According to the new Museum of Creation in Petersburg, Kentucky, this earler representation of Noah's Ark is incorrect. In actual fact, the Ark also contained dinasaurs. How could an Ark of this size have carried the huge mass of tyrannosauruses and velociraptors, one might wonder? According to the Museum, the Good Lord accomplished this by 'using babies.' Of course!At American Museum, Creationists Set Straight the 'Errors' of Science …By Thomas Devry
Translated By Kate Brumback
July 7, 2007
For some unknown reason, American children spend a considerable amount of time absorbing all they can about dinosaurs. It is thus not surprising to find a museum seeking to shape the minds of children using triceratopses, diplodocuses and other stegosauruses made of plastic, animated or as robots. Extremely serious institutions like the Smithsonian Museum in Washington have taken this route.
But in Petersburg, here at the heart of the Kentucky hills, tyrannosauruses and a number of velociraptors frolic in perfect harmony alongside smiling children (also in plastic). This tableau, capable of terrifying anyone who has seen Jurassic Park, is also enough to raise the hair of any naturalist, who knows that humans and dinosaurs missed each other by 60 million years. Not here though, because we are at the Creation Museum , based on the literal word of the Bible (Old and New Testaments), which reduces the age of our fine old planet Earth to 6,000 years at the most. So T-Rex and Cro-Mag playing together … not a problem.

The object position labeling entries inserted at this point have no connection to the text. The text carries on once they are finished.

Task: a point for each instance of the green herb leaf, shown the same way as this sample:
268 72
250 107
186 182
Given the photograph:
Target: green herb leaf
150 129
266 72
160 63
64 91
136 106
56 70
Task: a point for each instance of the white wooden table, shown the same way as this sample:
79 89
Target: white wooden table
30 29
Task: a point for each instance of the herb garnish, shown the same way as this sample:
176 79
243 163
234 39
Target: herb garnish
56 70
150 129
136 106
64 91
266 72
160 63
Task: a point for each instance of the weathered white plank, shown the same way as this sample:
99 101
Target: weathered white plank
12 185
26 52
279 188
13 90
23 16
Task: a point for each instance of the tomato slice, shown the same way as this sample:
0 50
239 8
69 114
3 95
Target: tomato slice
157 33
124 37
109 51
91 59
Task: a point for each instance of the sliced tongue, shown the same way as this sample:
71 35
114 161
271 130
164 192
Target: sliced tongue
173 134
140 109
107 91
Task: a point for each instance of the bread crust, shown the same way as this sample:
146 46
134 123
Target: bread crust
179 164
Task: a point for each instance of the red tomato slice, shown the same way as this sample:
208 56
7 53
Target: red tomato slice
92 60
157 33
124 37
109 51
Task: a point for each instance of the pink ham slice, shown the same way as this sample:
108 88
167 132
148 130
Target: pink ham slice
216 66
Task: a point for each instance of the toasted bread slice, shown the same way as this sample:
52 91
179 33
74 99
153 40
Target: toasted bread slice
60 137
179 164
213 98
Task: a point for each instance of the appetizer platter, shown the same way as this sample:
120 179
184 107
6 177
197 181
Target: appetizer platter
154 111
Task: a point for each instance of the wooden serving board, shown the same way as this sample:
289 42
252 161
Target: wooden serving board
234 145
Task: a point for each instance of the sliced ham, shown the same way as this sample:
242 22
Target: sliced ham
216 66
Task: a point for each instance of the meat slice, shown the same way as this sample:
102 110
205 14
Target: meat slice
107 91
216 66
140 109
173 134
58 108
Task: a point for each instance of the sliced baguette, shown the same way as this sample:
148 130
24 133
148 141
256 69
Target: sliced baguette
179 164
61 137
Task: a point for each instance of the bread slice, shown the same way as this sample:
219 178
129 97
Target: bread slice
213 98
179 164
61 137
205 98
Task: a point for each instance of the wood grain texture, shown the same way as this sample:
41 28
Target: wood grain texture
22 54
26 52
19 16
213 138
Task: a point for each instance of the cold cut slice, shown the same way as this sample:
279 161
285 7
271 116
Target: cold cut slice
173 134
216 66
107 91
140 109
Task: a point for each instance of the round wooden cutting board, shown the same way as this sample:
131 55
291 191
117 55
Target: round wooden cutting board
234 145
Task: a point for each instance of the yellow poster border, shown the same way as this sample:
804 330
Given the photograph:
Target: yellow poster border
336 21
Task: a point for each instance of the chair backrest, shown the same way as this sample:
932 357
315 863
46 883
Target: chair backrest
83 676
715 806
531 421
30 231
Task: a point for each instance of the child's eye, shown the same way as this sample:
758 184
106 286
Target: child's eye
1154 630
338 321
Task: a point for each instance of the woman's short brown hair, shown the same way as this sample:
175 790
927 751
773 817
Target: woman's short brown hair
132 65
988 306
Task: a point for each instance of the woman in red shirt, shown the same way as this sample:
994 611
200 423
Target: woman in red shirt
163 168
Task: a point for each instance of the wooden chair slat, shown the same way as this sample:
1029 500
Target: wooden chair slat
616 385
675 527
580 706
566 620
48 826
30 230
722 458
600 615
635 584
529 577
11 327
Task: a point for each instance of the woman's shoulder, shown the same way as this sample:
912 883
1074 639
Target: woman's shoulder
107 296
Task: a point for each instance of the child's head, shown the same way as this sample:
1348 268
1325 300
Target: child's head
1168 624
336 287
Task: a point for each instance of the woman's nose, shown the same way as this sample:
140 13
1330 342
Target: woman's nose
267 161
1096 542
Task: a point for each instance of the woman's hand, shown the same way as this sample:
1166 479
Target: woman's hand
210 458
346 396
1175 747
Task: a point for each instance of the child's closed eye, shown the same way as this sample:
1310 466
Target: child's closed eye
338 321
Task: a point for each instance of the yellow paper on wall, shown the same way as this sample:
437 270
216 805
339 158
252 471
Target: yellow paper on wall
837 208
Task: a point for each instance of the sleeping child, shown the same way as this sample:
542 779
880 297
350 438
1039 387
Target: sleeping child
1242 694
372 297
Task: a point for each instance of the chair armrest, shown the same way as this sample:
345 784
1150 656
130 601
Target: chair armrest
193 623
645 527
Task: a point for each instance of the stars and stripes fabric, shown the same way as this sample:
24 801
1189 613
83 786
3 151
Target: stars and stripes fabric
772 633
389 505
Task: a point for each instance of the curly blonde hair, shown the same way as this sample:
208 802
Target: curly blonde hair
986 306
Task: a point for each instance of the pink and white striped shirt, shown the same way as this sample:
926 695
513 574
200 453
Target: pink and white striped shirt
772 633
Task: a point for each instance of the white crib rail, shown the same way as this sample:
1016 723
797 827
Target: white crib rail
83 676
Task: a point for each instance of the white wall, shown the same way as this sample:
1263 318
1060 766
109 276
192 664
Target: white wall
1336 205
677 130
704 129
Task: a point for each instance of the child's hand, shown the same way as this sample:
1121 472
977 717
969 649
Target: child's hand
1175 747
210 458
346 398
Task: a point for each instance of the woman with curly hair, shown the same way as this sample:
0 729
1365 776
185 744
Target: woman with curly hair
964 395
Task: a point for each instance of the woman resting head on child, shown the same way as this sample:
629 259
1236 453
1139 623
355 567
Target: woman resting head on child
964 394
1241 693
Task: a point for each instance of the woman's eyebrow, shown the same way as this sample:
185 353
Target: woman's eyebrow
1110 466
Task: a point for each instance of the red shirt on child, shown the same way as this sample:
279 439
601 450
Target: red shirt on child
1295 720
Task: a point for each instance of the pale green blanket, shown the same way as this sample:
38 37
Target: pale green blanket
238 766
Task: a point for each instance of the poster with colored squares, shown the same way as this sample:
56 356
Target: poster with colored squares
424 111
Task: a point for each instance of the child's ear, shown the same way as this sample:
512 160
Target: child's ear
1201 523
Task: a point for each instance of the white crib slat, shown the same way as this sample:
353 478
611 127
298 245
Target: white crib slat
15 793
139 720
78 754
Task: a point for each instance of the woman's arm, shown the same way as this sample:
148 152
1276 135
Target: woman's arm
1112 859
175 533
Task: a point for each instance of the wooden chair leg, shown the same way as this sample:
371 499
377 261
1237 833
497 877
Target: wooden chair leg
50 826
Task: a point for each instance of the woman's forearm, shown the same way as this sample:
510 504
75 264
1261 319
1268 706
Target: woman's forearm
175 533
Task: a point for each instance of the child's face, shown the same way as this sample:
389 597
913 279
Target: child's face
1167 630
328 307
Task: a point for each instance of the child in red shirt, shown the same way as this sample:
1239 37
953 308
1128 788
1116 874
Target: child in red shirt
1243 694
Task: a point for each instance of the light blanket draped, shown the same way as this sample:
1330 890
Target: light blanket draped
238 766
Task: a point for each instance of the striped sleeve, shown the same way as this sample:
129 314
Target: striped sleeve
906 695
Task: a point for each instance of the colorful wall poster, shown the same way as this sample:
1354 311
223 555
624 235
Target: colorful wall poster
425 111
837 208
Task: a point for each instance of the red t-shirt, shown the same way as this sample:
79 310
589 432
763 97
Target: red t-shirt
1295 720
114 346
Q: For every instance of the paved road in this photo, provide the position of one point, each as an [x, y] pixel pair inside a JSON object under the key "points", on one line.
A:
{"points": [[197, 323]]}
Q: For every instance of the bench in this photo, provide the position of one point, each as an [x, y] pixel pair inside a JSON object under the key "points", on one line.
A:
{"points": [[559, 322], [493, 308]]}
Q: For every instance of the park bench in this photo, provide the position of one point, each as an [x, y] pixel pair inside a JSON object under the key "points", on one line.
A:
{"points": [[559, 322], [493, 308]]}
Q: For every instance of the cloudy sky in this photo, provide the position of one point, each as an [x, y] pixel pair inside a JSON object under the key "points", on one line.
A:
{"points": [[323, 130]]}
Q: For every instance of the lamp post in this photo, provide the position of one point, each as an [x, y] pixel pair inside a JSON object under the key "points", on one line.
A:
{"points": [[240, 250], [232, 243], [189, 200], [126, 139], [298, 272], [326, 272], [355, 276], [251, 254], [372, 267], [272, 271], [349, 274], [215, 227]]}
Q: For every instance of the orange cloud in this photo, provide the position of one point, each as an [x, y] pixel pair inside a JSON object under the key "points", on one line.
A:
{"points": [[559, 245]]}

It was inevitable that this would happen one day. Annoyed at having been ridiculed in 1925 during one of the most famous trials of the 20th century
, American creationists have never ceased attempting to regain a foothold in the nation's schools. They were once again shot down last year. After that attempt to validate the teaching of the “intelligent design” of the universe by a “higher being,” they chose another form of teaching: with a museum. Conceived by Australian evangelist Ken Ham, the Creation Museum - which opened its doors at the end of May after a $27 million investment - seeks, according to its founder, to “show that every word of the Bible can be defended by modern science.” Without forgetting the dinosaurs, of course, because, according to Ken Ham, “they’re a hit with the kids.” Even a former exhibit director for the parks of Universal Studios in Florida was recruited for this holy crusade.
Chameleons. The visit begins with a show in the planetarium: a deafening demonstration on the size and the mysteries of the universe, which “secular scientists have trouble explaining.” As long as one admits that God is at the origin of all of this, there's nothing to worry about, and one can continue the visit while sipping his Coca-Cola. Next there is the video of a nice bearded paleontologist who explains to us that his “atheist colleagues” believe that dinosaur fossils go back a hundred million years, but that he estimates that the bones were buried under sediment at the time of the Flood, precisely 4,300 years ago. Carbon-14 dating is apparently invalidated by the Gospels. We also learn that chameleons don't change color to escape their predators, but to “attract females and cool down.”
A little farther along, it is explained that the Bible began losing its influence because of an abundance of free thinkers, who are maliciously denounced on a wall of shame: Bacon, Descartes, Laplace, Buffon, Darwin. One then passes on to the “scientific” explanations.